My male betta has curled ventral fins. He had them when I bought him, so it's not something new. His other fins aren't affected. My question is, what causes this? It doesn't seem to affect him in any way, and I think it's kind of cute. It gives him character.









More pictures are located here.


----------



## cjconcepcion (Jun 7, 2012)

very cute  it was probably caused from hard water, or he had an injury in the past and they just healed that way


----------



## Purple (Jun 25, 2012)

He's afraid of anything being at the top of his tank. You can touch his tank, look at him, or have anything going on outside of his tank, but if you lean over his tank or act like you're going to put your hand in it, he completely freaks out.
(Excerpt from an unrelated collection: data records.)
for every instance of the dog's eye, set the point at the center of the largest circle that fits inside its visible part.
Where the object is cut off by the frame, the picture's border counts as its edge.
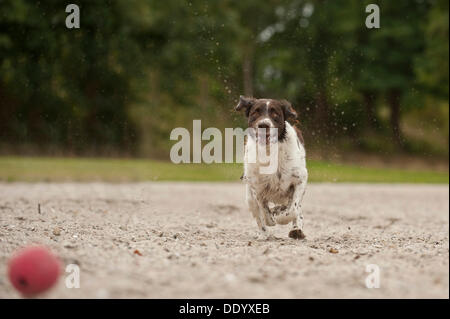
(274, 113)
(255, 111)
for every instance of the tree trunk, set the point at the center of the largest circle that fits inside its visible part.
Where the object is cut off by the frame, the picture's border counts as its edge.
(369, 104)
(247, 71)
(322, 121)
(394, 103)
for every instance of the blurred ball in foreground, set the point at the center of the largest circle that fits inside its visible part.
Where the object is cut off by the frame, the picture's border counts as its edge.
(33, 270)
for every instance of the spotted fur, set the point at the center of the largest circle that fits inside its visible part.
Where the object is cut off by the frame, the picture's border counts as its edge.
(276, 198)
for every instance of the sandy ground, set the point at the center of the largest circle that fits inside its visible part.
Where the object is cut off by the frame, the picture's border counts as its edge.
(196, 240)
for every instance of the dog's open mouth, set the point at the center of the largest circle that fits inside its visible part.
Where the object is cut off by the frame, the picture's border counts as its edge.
(266, 136)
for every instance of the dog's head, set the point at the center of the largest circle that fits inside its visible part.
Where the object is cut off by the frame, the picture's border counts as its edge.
(266, 114)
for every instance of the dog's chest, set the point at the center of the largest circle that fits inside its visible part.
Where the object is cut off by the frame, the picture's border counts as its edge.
(277, 187)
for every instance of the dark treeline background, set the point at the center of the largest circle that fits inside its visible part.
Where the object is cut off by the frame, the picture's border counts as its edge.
(136, 69)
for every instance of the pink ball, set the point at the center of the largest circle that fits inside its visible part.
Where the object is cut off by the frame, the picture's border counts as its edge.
(33, 270)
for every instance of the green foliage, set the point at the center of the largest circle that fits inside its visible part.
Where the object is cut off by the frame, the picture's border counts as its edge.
(131, 170)
(136, 69)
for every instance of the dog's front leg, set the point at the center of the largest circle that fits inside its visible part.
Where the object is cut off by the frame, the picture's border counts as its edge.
(256, 207)
(296, 208)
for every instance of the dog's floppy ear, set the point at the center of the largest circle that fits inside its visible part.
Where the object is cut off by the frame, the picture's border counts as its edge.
(244, 103)
(288, 110)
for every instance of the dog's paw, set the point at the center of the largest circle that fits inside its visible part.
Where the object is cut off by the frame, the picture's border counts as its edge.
(277, 210)
(269, 220)
(263, 236)
(296, 234)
I think someone may have done something to him.


----------



## kfryman (Nov 7, 2011)

Well most fish aren't use to hands in the tank and all that in a new aquarium and in your tank it doesn't look like there is much cover so yeah. He is most likely not use to you yet. Never heard of a fish being dramatized, remember animals react to things differently then we would so why your answer may be fine with cats or dogs, it is likely that it isn't the case.

The ventrals would just be from harder water...


----------



## Purple (Jun 25, 2012)

Does it hurt him in any way?


----------



## indjo (Jun 6, 2010)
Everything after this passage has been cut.